No se gana la victoria sin mucha oración ferviente, sin humillar el yo a cada paso. Nuestra voluntad no ha de verse forzada a cooperar con los agentes divinos; debe someterse de buen grado. Aunque fuera posible que él nos impusiera la influencia del Espíritu de Dios con una intensidad cien veces mayor, eso no nos haría necesariamente cristianos, personas listas para el cielo. No se destruiría el baluarte de Satanás. La voluntad debe colocarse de parte de la voluntad de Dios.
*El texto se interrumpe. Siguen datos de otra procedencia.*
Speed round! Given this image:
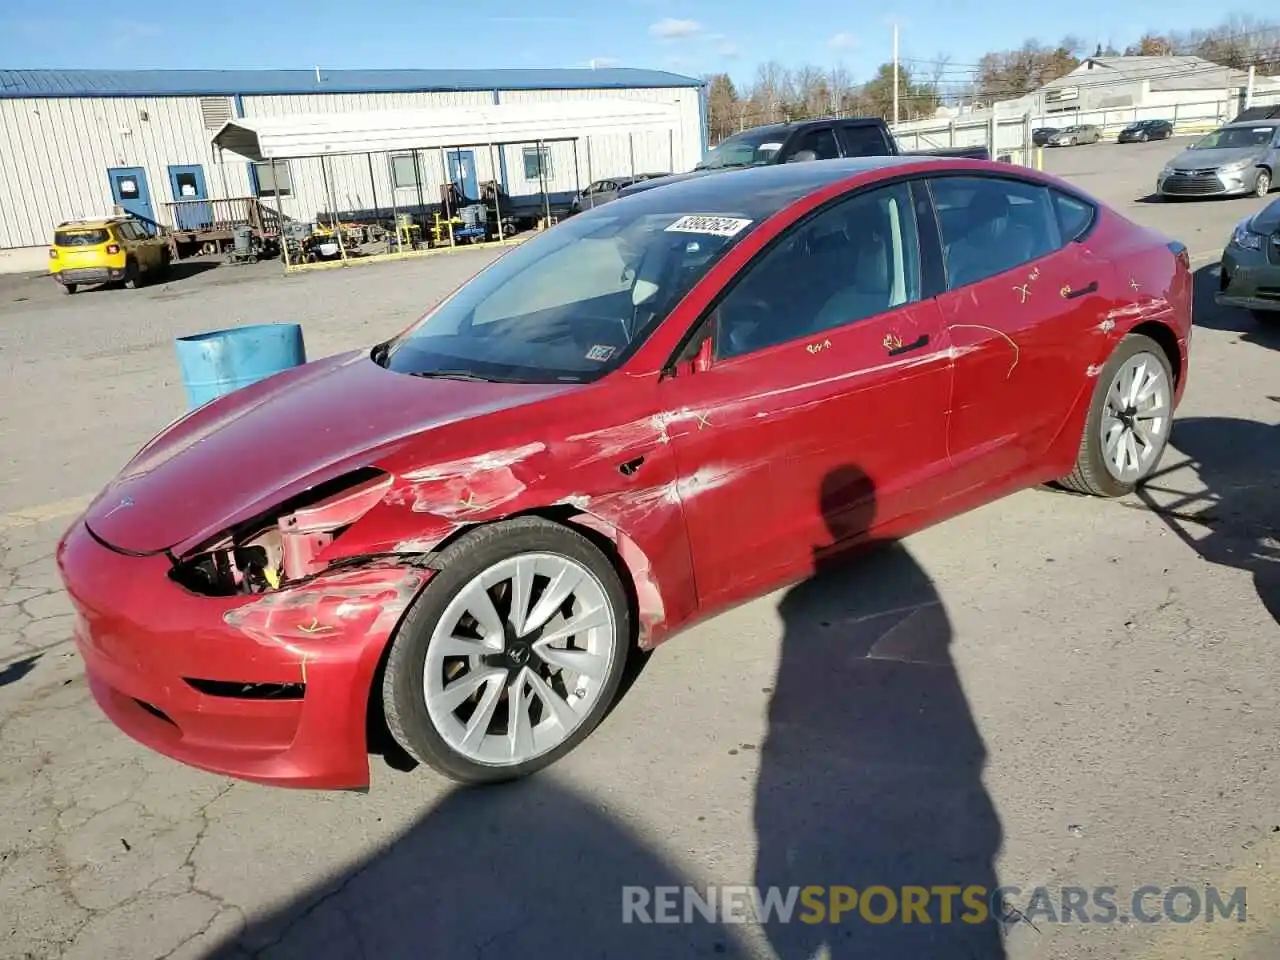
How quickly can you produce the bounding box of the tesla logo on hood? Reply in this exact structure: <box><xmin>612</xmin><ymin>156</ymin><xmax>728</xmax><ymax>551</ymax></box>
<box><xmin>101</xmin><ymin>496</ymin><xmax>135</xmax><ymax>519</ymax></box>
Por nosotros mismos no podemos someter a la voluntad de Dios nuestros propósitos, deseos e inclinaciones; pero si estamos dispuestos a someter nuestra voluntad a la suya, Dios cumplirá la tarea por nosotros, aun "refutando argumentos, y toda altivez que se levanta contra el conocimiento de Dios, y llevando cautivo todo pensamiento a la obediencia de Cristo". Entonces nos ocuparemos de nuestra "salvación con temor y temblor, porque Dios" producirá en nosotros "así el querer, como el hacer, por su buena voluntad".
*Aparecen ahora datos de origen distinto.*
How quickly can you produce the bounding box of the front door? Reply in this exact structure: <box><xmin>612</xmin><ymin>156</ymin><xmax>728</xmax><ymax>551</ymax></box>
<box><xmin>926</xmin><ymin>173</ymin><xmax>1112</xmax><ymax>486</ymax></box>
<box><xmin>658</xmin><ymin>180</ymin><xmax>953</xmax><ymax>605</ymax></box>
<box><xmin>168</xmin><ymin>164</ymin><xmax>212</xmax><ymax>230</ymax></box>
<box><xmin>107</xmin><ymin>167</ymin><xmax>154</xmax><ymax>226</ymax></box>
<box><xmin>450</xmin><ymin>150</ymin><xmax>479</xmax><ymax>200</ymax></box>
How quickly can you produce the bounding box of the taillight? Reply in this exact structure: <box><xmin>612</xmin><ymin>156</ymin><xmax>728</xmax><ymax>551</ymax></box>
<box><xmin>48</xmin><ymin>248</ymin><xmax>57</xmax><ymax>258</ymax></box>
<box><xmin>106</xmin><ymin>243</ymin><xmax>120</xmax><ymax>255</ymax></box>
Muchos son atraídos por la belleza de Cristo y la gloria del cielo y, sin embargo, rehúyen las únicas condiciones; por las cuales pueden obtenerlas. Hay muchos en el camino ancho que no están del todo satisfechos con la senda en que andan. Anhelan escapar de la esclavitud del pecado y tratan de resistir sus costumbres pecaminosas con sus propias fuerzas. Miran el camino angosto y la puerta estrecha; pero el placer egoísta, el amor del mundo, el orgullo y la ambición profana alzan una barrera entre ellos y el Salvador. La renuncia a su propia voluntad y a cuanto escogieron como objeto de su afecto o ambición exige un sacrificio ante el cual vacilan, se estremecen y retroceden. Muchos procurarán entrar, y no podrán". Desean el bien, hacen algún esfuerzo para obtenerlo, pero no lo escogen; no tienen un propósito firme de procurarlo a toda costa.
Nuestra única esperanza, si queremos vencer, radica en unir nuestra voluntad a la de Dios, y trabajar juntamente con él, hora tras hora y día tras día. No podemos retener nuestro espíritu egoísta y entrar en el reino de Dios. Si alcanzamos la santidad, será por el renunciamiento al yo y por la aceptación del sentir de Cristo.
El orgullo y el egoísmo deben crucificarse. ¿Estamos dispuestos a pagar lo que se requiere de nosotros? ¿Estamos dispuestos a permitir que nuestra voluntad sea puesta en conformidad perfecta con la de Dios? Mientras no lo estemos, su gracia transformadora no puede manifestarse en nosotros."